К счастью, ничто не мешает нам отложить на время все научные факты и дать чарующему аромату взять нас за руку и увести в царство эмоций и воображения. Но бывает так, что чары неведомого не выдерживают столкновения с новой реальностью и пугливо рассеиваются, стоит нам сесть за изучение нового языка или просто начать лучше узнавать любимого человека. Поверхностная прелесть тайн и магии уступает место верному знанию, в котором и заключается высший интерес и высшее наслаждение для всякого человеческого существа. Стремление к познанию побуждает нас совершать самые авантюрные открытия, а самое прекрасное в них – то, что эти приключения не заканчиваются никогда. Откройте дверь – и перед вами предстанут новые двери, ждущие, чтобы их открыли, а за ними – целые страны, о которых вы даже не подозревали, и новые сюрпризы, и новое волнение.

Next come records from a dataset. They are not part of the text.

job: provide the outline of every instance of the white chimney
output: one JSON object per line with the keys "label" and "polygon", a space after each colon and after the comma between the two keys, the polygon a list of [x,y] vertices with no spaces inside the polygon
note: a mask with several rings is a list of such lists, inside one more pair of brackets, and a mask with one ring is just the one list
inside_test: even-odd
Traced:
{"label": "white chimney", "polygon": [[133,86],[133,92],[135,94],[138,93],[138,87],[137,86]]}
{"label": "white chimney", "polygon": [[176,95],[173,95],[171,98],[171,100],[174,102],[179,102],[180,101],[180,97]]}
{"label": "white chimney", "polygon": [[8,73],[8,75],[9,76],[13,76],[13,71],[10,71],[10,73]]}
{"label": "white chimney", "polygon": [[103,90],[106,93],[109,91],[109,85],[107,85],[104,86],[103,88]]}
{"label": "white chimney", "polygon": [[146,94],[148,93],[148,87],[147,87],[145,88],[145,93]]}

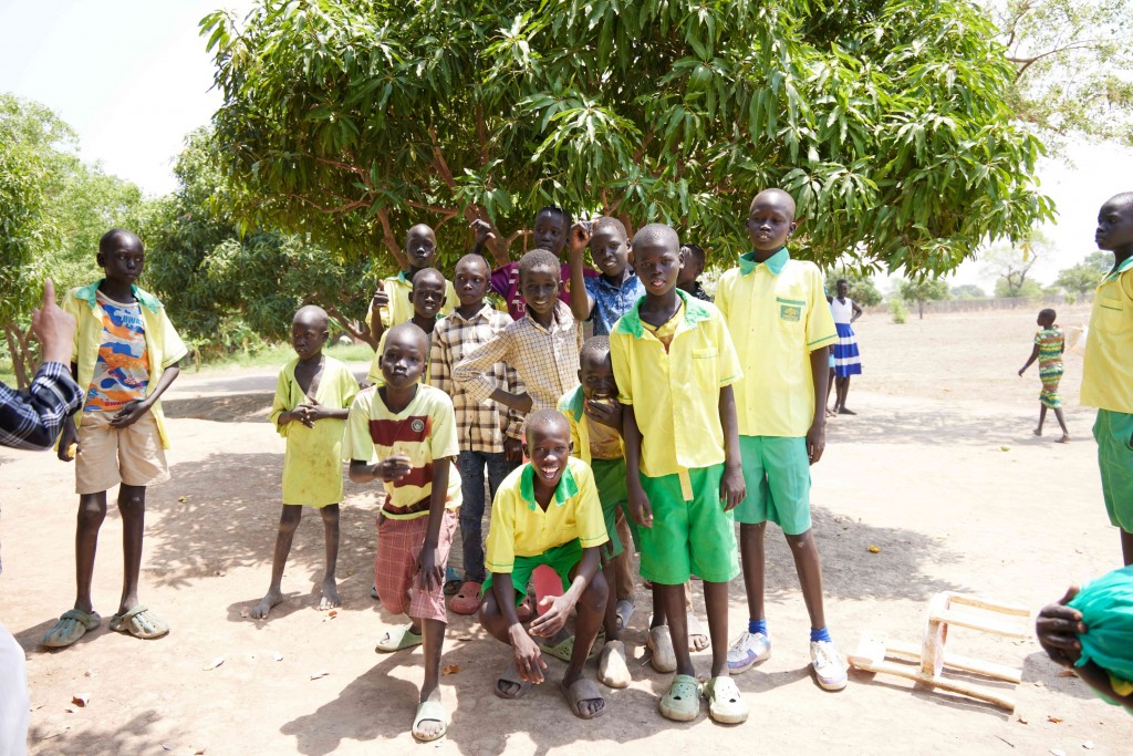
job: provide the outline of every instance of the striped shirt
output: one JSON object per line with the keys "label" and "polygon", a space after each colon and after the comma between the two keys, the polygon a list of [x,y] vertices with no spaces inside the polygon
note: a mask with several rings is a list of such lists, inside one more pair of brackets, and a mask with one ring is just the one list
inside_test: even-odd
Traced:
{"label": "striped shirt", "polygon": [[[438,321],[433,331],[428,380],[431,385],[452,398],[461,451],[499,455],[503,453],[504,435],[512,439],[520,438],[523,418],[519,413],[494,401],[479,402],[465,390],[465,387],[457,385],[452,380],[452,368],[457,363],[491,341],[511,323],[512,320],[506,313],[493,309],[485,303],[480,312],[470,318],[454,312]],[[488,375],[495,385],[504,391],[512,393],[523,391],[516,371],[503,363],[493,365]]]}
{"label": "striped shirt", "polygon": [[578,385],[581,349],[581,326],[570,307],[556,301],[550,329],[525,315],[460,360],[452,377],[472,399],[485,401],[496,388],[492,366],[505,363],[531,396],[531,411],[554,409],[559,398]]}
{"label": "striped shirt", "polygon": [[[417,393],[400,413],[390,411],[377,387],[360,391],[350,405],[343,457],[375,464],[386,457],[409,458],[409,474],[400,481],[383,482],[382,513],[391,519],[412,519],[428,513],[436,465],[452,465],[460,452],[452,400],[437,389],[417,387]],[[460,507],[460,474],[449,469],[445,507]]]}
{"label": "striped shirt", "polygon": [[0,383],[0,445],[46,449],[80,404],[83,391],[62,363],[40,365],[27,391]]}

Понимая, как устроены обоняние и механизмы восприятия, структура белков-рецепторов и сложные нейронные связи между периферией и мозгом, мы можем вписать химическую коммуникацию в более широкий культурный контекст. Муравьи и пчелы поддерживают сложнейшую организацию своих социумов с помощью изощренной невидимой сети ольфакторных сообщений, гибкой и постоянно меняющейся, но при этом очень стабильной и даже грубой, – чтобы правила сообщества выполнялись неукоснительно и жизнь гнезда шла своим чередом. Слизевики тоже состоят из отдельных организмов (в данном случае клеток), умеющих при необходимости собираться в единое организованное целое. Нейроны человеческого мозга довольно просты, если рассматривать их по отдельности, но во взаимосвязанном состоянии способны на поистине великие дела. Клетки нашего организма все имеют разные задачи и дифференцируются в соответствии с ними.
В этом смысле наше тело представляет собой сверхорганизм, разные части-клетки которого выполняют четко определенные задачи, служащие на благо целому, и готовы совершить массовое самоубийство, когда им придет пора уступить место новому поколению себе подобных. Весь этот потрясающий часовой механизм регулируется молекулами: одни из них исполняют роль посланников, а другие – адресатов. Улей и муравейник в чем-то похожи на эту систему, но можем ли мы реально говорить о них как о сверхорганизмах? Во всяком случае, индивидуальность в этих системах в значительной степени утрачивается и насекомые безоговорочно готовы заплатить за выживание общины собственными жизнями. И если к социальным насекомым применима идея суперорганизма, как насчет человеческого общества?